Viceversa, i understand why many made this comparison again for William Eubank’s new movie, Underwater, because despite the completely opposite setting, it fits the typical sci-fi horror- thriller formula like a glove, and you can effectively swap out “deep space” for “ocean’s abyssus abyssum” without having to change pretty much anything.
The plot sees a deep-sea mining facility being unexpectedly torn apart by an unknown force, with the few survivors in the structure uniting in order to find a way to another outpost, in the hope of finding escape pods before the main drill’s nuclear core erupts, but as they venture into the depths, they also find horrible and vicious creatures lying in wait and quite ready to pick them off, if faulty equipment and the dangerous living conditions didn’t already…

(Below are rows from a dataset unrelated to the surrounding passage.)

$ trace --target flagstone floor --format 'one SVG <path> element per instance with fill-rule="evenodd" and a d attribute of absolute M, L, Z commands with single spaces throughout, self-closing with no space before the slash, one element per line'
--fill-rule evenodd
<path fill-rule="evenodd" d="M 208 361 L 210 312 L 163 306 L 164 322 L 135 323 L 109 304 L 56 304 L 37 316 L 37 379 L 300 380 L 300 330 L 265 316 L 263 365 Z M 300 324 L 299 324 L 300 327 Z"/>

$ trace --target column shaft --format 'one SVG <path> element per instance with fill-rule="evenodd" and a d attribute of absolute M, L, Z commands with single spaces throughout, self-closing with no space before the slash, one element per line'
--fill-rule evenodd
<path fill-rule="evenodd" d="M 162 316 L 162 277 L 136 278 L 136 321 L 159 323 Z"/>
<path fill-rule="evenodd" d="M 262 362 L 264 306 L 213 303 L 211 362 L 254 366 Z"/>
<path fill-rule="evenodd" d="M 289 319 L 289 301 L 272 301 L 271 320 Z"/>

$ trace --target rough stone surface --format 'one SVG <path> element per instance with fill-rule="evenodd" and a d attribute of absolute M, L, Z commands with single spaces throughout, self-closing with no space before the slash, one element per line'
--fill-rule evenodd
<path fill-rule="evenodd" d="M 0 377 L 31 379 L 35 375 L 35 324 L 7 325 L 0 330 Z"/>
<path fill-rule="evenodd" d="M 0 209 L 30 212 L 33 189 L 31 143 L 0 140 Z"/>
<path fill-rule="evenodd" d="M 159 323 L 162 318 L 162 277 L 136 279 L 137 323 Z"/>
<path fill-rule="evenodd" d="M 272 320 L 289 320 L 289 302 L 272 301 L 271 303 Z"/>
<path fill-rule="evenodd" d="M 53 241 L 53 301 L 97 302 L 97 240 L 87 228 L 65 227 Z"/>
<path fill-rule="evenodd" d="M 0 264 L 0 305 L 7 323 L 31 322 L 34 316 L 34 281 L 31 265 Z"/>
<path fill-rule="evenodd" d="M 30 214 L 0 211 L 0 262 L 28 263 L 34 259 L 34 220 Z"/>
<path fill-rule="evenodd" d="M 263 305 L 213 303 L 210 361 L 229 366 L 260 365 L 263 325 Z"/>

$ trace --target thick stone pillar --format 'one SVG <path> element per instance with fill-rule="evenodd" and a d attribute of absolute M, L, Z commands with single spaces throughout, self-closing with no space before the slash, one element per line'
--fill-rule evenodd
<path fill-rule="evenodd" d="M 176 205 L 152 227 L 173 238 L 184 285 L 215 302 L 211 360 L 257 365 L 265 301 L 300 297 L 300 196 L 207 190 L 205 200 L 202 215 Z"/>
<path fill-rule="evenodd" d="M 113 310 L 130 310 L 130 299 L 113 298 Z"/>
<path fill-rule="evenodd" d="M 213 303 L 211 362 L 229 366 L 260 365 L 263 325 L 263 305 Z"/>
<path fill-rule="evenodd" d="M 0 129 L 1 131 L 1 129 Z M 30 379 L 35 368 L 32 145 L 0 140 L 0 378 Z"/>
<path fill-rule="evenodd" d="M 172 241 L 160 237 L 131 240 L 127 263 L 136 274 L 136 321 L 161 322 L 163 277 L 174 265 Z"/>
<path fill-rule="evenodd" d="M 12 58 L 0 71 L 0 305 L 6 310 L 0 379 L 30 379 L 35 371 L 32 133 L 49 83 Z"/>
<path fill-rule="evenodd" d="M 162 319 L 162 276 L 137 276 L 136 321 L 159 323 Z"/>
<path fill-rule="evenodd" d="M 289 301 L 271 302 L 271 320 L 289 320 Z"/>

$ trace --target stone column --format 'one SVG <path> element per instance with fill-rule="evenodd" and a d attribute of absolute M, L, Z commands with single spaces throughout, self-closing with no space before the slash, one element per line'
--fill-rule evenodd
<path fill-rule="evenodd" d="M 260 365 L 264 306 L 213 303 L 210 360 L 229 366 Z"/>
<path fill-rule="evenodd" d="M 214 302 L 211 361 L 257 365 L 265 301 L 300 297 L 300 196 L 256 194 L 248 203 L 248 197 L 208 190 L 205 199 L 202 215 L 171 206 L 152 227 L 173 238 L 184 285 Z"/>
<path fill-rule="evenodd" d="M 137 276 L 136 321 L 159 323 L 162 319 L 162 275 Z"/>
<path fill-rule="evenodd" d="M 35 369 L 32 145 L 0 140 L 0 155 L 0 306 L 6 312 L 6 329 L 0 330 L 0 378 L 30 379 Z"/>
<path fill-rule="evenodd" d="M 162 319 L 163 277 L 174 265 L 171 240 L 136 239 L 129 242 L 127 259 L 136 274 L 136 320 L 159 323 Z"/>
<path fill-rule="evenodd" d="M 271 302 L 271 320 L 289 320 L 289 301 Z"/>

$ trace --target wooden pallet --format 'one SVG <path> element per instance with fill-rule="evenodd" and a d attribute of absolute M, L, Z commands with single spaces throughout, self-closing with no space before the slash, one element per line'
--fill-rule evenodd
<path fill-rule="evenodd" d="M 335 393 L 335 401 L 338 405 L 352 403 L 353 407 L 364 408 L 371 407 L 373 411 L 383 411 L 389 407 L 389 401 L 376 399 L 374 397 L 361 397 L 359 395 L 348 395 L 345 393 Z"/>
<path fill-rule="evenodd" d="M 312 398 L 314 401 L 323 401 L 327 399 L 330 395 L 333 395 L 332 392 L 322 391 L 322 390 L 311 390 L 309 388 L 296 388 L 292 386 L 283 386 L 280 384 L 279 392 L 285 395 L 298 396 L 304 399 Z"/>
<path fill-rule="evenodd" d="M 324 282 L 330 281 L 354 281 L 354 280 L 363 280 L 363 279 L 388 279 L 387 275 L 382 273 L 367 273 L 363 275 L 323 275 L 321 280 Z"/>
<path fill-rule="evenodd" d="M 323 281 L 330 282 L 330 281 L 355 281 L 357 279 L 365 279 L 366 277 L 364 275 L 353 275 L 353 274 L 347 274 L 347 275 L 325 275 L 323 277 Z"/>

The director of The Signal (the one from 2014 with Lawrence Fishburne, not the other one) here didn’t feel like reinventing anything or playing around with the genre, but then again it becomes pretty clear the intention was just to make a fun sci-fi horror thriller (not that advertising was deceptive, quite the contrary), one i’m glad it’s set underwater instead of space after all.
And on this regard, the movie delivers, with good cinematography, decent atmosphere, good creature design, decent characters, and a satysfing finale. Story is sadly derivative as it gets, but despite this, i’d quite entertaining, and worth a watch.